Teva in Cancer Research UK tie-up

pharmafile | September 20, 2013 | News story | Medical Communications, Research and Development, Sales and Marketing CRUK, Cancer, R&D, Teva 

Cancer Research Technology (CRT) and Teva Pharmaceutical Industries have joined forces to look at how drugs might be developed which can stop cancer cells healing themselves.

In what is described as a ‘multi-year’ agreement CRT, which is the charity Cancer Research UK’s technology development arm, and Teva will aim to come up with first-in-class therapies which modulate DNA damage and repair response (DDR) processes.

CRT will receive research funding, milestone payments and royalties on any successful projects as they come through Teva’s pipeline.

DDR is crucial in protecting cancer cells from the ravages of chemotherapy, acting as an in-built antidote: and in a vicious circle, cancer cells which are able to make good the damage caused by oncology treatments survive and replicate, which leads to resistance to treatment and recurrence of tumours.

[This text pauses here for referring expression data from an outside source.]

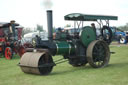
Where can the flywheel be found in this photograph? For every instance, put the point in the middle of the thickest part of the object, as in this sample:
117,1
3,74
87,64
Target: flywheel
98,53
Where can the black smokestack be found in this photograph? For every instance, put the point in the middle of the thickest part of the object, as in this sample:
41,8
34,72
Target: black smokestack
50,25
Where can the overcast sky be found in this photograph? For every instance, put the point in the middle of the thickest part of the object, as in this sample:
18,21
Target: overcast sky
31,12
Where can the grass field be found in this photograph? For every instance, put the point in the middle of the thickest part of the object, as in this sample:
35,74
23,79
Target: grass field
116,73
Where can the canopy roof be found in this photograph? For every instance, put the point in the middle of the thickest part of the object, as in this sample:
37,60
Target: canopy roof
87,17
6,24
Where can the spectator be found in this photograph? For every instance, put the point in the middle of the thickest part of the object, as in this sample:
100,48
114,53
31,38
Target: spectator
94,28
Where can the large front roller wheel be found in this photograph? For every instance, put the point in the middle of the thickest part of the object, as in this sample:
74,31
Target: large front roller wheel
36,63
8,53
98,53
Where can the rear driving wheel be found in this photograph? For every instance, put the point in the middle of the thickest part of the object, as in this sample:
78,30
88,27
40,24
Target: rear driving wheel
8,53
98,53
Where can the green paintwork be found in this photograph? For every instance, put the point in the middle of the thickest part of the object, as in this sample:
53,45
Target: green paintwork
87,35
87,17
64,47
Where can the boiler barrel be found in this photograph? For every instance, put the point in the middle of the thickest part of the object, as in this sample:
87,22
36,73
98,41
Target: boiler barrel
63,48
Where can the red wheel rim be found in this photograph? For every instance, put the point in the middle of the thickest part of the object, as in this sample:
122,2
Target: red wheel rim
8,53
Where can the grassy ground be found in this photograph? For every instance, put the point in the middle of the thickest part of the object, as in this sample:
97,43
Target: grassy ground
116,73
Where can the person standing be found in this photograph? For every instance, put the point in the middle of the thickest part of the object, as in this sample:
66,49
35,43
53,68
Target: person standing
94,27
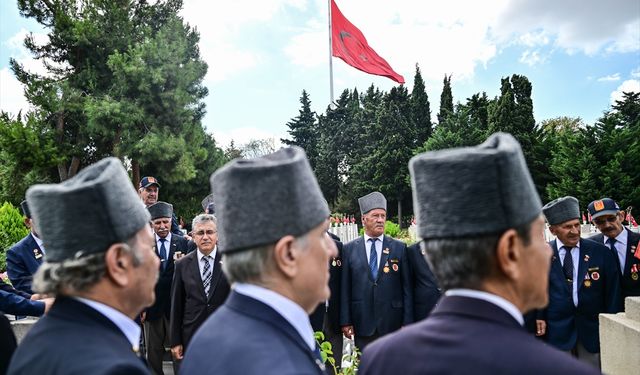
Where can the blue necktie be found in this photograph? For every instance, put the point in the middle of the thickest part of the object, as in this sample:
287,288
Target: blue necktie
163,253
373,258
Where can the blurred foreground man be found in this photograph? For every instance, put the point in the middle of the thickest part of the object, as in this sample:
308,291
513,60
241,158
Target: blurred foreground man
102,279
275,250
484,240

It is a similar area of research to the one that AstraZeneca made moves in this month, paying $50 million for a licensing deal for one of Merck’s investigational drugs.

MK-1775 is a Phase IIa oral small molecule inhibitor of WEE1 kinase, which helps regulate the way cells divide: the compound aims to ensure tumour cells divide but that normal DNA repairs do not then begin, which means the tumour cell will die.

“Cancer Research UK scientists are carrying out exciting research in the area of DNA damage repair,” explained Hamish Ryder, director of drug discovery at CRT’s Discovery Laboratories.

“Some cancer therapies work by targeting DNA damage response pathways in cancer cells, and finding new ways to block repair in tumours can boost the effectiveness of existing therapies,” he added.

The charity has built up a wealth of DDR research material at its five UK facilities: Gray Institute in Oxford, Cancer Research UK Cambridge Institute, London Research Institute, Manchester’s Paterson Institute and the Beatson Institute in Glasgow.

Teva will use its R&D capabilities to work on new molecular targets which CRT will pick from the charity’s portfolio – the targets will then be validated before they move to early-stage drug discovery in CRT’s laboratories, after which CRT and Teva will handle chemical lead generation work together.

“For cancer patients, it is important that we maintain the momentum of progress that has been made in oncology in recent years,” said Michael Hayden, Teva’s chief scientific officer.

“This research collaboration will build on our understanding of how cells repair DNA damage, help us identify possible points of therapeutic intervention, and lead us onto a pathway to improve clinical outcomes for cancer patients,” he concluded.